Arancio degli Osagi - Maclura Pomifera

La Maclura pomifera, volgarmente chiamata come arancio degli osagi, è un piccolo albero, o un grande arbusto, originario del nord America. . Fu introdotto anche in Italia nel 1818 perchè proprio a partire dalla metà dell’Ottocento si cercò di utilizzarne le foglie come cibo per i bachi da seta; in seguito alla comparsa della grave malattia che colpì i gelsi utilizzati in bachicoltura, ma purtroppo con scarso successo. Nei luoghi d’origine invece la maclura pomifera veniva utilizzata in mille modi, il suo legno come materia prima per archi e frecce, le radici per estrarne un colorante naturale.
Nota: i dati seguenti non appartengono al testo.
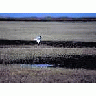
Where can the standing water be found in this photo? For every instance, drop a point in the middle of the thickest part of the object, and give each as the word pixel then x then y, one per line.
pixel 36 65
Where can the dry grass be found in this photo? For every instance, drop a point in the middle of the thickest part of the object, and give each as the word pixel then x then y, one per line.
pixel 62 31
pixel 29 53
pixel 46 75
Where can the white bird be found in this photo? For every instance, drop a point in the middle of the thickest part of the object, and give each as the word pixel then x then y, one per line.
pixel 38 39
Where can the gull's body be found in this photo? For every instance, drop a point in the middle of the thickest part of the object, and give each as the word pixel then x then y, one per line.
pixel 38 39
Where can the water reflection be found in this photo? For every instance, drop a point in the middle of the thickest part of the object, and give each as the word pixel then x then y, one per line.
pixel 36 65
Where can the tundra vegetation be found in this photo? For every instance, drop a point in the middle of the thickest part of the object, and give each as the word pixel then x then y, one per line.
pixel 70 47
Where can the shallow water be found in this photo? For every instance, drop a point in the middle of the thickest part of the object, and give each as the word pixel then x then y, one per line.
pixel 35 65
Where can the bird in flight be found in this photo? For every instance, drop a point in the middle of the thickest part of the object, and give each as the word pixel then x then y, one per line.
pixel 38 39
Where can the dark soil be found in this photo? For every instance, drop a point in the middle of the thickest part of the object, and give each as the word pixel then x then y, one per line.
pixel 65 44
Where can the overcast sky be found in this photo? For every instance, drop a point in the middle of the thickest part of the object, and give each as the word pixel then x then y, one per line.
pixel 48 14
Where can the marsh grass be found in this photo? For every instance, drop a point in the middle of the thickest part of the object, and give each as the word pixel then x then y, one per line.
pixel 45 75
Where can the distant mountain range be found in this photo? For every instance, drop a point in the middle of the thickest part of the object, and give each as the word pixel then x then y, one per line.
pixel 48 18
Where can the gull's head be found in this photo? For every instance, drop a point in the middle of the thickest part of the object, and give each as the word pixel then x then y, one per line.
pixel 38 39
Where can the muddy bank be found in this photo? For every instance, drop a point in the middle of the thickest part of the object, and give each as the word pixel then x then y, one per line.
pixel 65 44
pixel 67 61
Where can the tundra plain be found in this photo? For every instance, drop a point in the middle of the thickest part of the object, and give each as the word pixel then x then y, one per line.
pixel 50 31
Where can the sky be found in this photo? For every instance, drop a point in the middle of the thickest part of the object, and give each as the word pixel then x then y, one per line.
pixel 74 15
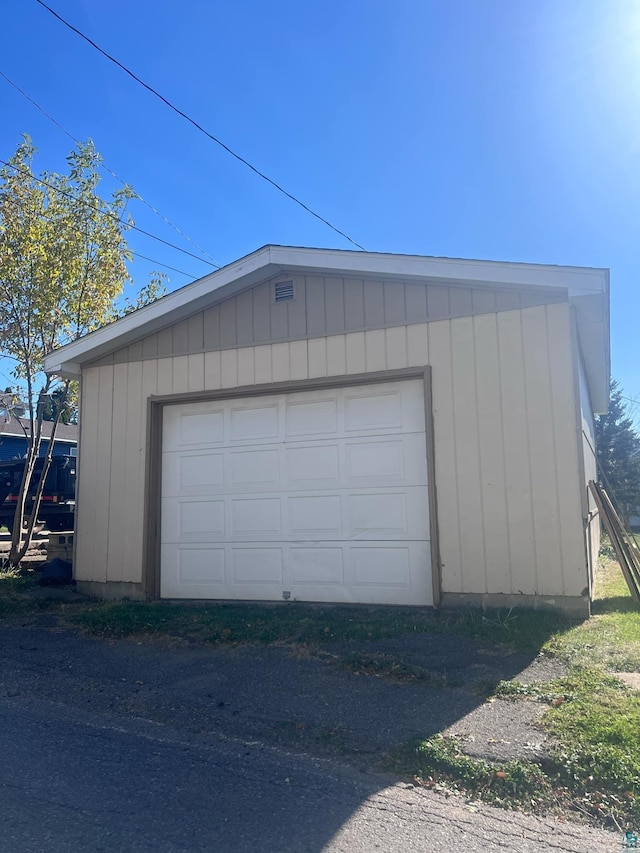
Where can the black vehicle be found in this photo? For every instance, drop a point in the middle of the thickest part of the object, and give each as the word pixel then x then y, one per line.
pixel 58 502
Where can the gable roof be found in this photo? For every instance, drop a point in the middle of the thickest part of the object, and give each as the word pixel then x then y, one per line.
pixel 587 289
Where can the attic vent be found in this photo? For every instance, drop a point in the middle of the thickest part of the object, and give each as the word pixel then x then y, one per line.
pixel 284 291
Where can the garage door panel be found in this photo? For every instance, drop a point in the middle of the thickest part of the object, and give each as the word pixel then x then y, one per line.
pixel 311 418
pixel 193 520
pixel 315 516
pixel 256 566
pixel 387 462
pixel 256 517
pixel 314 495
pixel 381 513
pixel 254 422
pixel 313 466
pixel 257 469
pixel 382 566
pixel 315 566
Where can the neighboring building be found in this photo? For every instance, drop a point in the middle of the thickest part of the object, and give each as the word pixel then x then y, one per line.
pixel 14 432
pixel 325 425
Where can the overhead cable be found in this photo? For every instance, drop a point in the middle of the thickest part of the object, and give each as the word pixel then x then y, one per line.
pixel 200 127
pixel 108 213
pixel 110 171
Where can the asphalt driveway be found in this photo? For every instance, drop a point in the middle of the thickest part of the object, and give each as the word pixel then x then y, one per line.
pixel 142 746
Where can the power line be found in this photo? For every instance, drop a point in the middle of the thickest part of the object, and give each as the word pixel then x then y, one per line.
pixel 199 127
pixel 166 266
pixel 107 213
pixel 111 172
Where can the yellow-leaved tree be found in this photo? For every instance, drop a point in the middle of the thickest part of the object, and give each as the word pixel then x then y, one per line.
pixel 63 263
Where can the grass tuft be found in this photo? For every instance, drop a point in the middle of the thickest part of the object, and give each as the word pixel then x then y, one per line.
pixel 440 762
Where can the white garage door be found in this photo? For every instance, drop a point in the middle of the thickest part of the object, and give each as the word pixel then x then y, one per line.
pixel 314 496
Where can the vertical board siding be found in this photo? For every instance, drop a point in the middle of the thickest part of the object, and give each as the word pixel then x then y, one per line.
pixel 465 426
pixel 212 371
pixel 396 347
pixel 323 305
pixel 541 449
pixel 522 557
pixel 564 392
pixel 134 487
pixel 117 493
pixel 491 453
pixel 297 310
pixel 317 349
pixel 505 432
pixel 86 518
pixel 446 463
pixel 334 306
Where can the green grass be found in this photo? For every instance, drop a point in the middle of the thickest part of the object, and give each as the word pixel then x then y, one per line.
pixel 241 623
pixel 392 668
pixel 439 762
pixel 593 719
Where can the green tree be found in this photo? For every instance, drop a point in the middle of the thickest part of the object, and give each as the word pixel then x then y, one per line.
pixel 63 263
pixel 618 452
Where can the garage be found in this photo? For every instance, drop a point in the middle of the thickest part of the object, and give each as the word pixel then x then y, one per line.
pixel 313 495
pixel 350 427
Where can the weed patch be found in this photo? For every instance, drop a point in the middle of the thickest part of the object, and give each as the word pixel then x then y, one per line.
pixel 241 623
pixel 391 668
pixel 439 762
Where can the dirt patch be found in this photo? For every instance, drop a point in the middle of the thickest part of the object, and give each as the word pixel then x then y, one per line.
pixel 631 679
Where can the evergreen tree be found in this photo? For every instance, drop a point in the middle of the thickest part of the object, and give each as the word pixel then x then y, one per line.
pixel 618 452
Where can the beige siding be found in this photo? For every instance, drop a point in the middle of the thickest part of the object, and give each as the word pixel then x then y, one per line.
pixel 588 436
pixel 508 476
pixel 325 306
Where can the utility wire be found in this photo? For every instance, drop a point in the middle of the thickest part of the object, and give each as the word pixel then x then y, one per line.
pixel 107 213
pixel 111 172
pixel 199 126
pixel 166 266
Il legno della maclura è durevole e di colore gradevole, viene tutt’ora utilizzato per produrre utensili da lavoro.

TERRENO

Gli esemplari appartenenti a questa varietà, data la loro rusticità, tollerano qualsiasi tipo di terreno, anche se preferiscono i terreni sciolti e profondi, che possano consentire il corretto sviluppo dell’apparato radicale. Predilige inoltre una posizione soleggiata, anche se si sviluppa in qualsiasi posizione, sopporta i venti molto forti o i salmastri delle coste; può sopportare anche temperature molto basse, fino ai -20°C.

FIORI E FRUTTI

Le foglie della maclura pomifera assomigliano molto a quelle dell’arancio ma il frutto che crea è totalmente diverso. È una pianta dioica (cioè con esemplari maschili separati da quelli femminili): le infiorescenze sono sferiche, i frutti invece sono un ammasso sferico, verde e rugoso. Ha una consistenza legnosa, con una superficie verdastra e rugosa con succo lattiginoso. Si tratta di un frutto multiplo, cioè derivato dalla trasformazione di un’intera infiorescenza.
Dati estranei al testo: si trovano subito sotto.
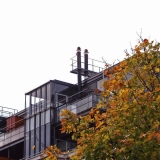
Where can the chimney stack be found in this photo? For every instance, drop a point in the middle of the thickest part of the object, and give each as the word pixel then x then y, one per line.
pixel 79 68
pixel 86 63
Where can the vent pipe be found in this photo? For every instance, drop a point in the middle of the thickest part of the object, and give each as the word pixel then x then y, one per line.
pixel 79 68
pixel 86 63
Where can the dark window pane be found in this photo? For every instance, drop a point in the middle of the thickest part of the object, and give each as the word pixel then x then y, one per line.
pixel 44 92
pixel 37 140
pixel 42 138
pixel 32 143
pixel 37 121
pixel 48 134
pixel 42 118
pixel 27 144
pixel 60 88
pixel 39 93
pixel 48 93
pixel 47 116
pixel 32 123
pixel 27 125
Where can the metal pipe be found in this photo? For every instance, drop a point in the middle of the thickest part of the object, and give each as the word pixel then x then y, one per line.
pixel 86 63
pixel 79 68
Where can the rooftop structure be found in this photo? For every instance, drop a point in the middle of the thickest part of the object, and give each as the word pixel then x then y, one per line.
pixel 39 124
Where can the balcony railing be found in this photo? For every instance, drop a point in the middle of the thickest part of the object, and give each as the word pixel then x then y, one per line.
pixel 79 107
pixel 65 145
pixel 7 112
pixel 11 136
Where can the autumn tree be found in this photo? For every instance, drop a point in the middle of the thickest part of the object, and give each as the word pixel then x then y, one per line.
pixel 125 124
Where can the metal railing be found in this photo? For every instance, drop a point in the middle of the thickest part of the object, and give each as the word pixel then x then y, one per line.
pixel 38 107
pixel 65 145
pixel 11 136
pixel 7 112
pixel 93 65
pixel 79 106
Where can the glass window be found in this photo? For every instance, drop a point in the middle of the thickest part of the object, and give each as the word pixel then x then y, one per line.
pixel 37 121
pixel 48 134
pixel 27 144
pixel 60 88
pixel 27 101
pixel 32 123
pixel 39 93
pixel 42 118
pixel 42 138
pixel 27 125
pixel 47 116
pixel 37 140
pixel 32 143
pixel 44 92
pixel 48 92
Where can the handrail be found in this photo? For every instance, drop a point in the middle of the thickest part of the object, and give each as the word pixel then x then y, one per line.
pixel 5 128
pixel 5 110
pixel 11 136
pixel 74 95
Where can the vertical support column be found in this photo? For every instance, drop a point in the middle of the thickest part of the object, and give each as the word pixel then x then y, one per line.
pixel 8 153
pixel 79 68
pixel 86 63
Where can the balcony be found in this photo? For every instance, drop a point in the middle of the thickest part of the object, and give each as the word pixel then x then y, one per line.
pixel 11 136
pixel 79 107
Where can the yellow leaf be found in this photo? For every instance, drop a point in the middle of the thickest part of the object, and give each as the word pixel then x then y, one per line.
pixel 157 70
pixel 33 147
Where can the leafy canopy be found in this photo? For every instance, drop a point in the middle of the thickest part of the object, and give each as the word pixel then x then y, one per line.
pixel 125 124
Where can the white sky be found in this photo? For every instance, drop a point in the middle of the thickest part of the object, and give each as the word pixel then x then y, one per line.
pixel 38 38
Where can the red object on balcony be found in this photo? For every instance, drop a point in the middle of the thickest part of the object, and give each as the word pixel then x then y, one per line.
pixel 14 122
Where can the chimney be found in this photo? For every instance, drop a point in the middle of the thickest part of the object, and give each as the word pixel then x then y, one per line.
pixel 86 63
pixel 79 68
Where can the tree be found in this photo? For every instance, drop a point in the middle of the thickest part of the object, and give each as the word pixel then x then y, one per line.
pixel 125 124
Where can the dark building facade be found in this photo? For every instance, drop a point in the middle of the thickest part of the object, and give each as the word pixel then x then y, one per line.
pixel 39 123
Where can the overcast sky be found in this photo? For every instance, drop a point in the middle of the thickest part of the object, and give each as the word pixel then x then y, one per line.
pixel 38 38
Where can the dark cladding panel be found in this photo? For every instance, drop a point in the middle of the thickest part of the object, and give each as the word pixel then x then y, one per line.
pixel 42 138
pixel 59 88
pixel 32 143
pixel 37 121
pixel 39 93
pixel 32 123
pixel 37 140
pixel 44 92
pixel 48 132
pixel 48 92
pixel 27 145
pixel 47 116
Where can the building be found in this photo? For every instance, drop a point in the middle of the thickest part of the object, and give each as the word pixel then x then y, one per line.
pixel 39 123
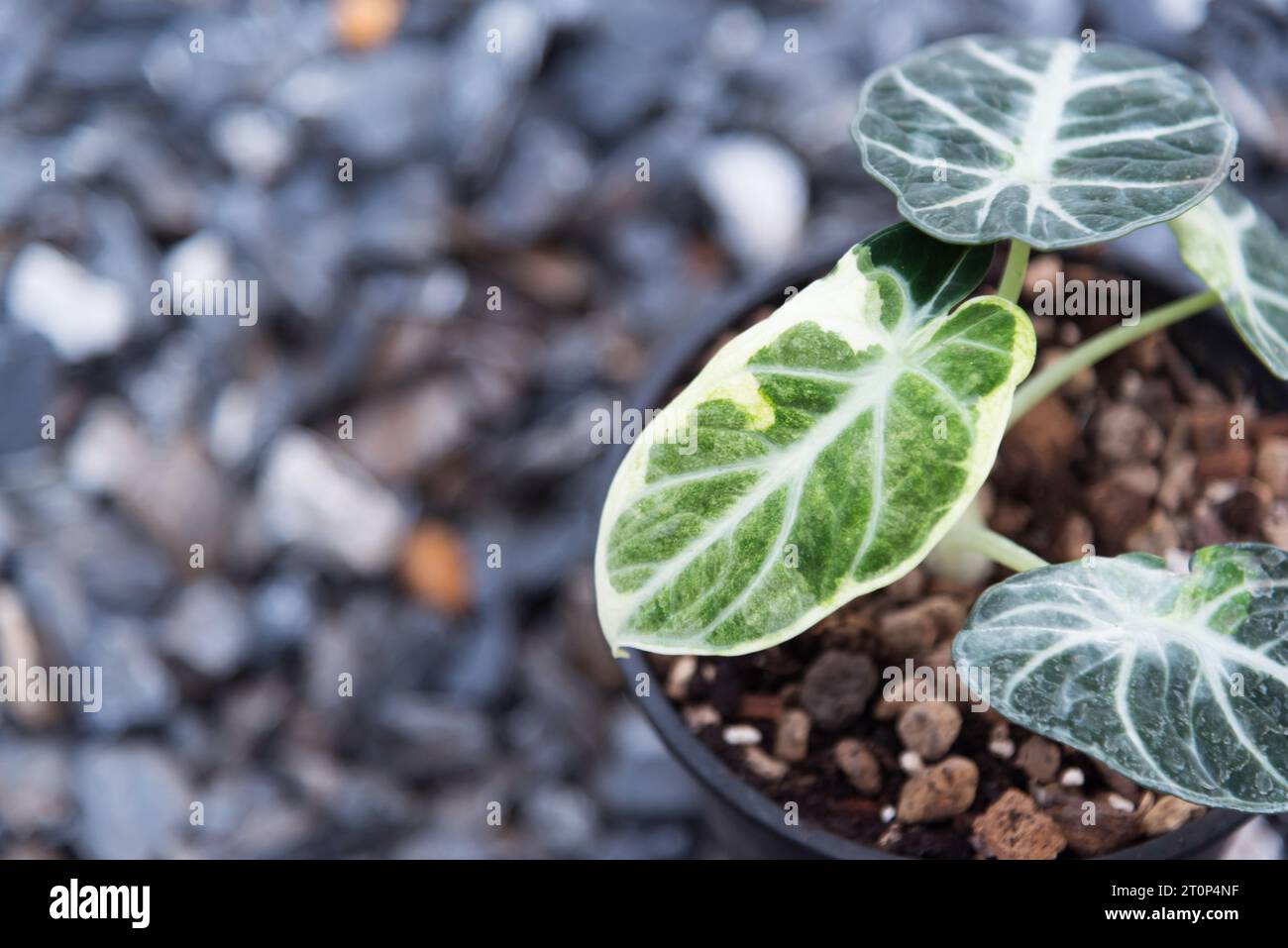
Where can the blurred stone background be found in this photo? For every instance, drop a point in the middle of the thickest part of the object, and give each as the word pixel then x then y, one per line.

UTILIZZO E CONTENUTI SALUTISTICI

I frutti sono molto duri, e profumano di agrume, sono commestibili e i loro principali costituenti sono vari isoflavoni i quali alcuni agiscono come antitumorali e altri come antinfiammatori e analgesici naturali. E’ consigliato quindi congelare il frutto: una volta congelato, grattugiarlo e mangiarne almeno un cucchiaino una volta al giorno come antiossidante naturale, tre volte al giorno in caso di malattia o infiammazione… La polpa fresca, e il succo si possono bere in acqua bollente calda, il gusto è appunto quello di agrumi. Si possono mangiare anche i semi (un frutto ne può contenere 500), hanno un sapore simile ai semi di girasole; si possono mangiare crudi o tostati.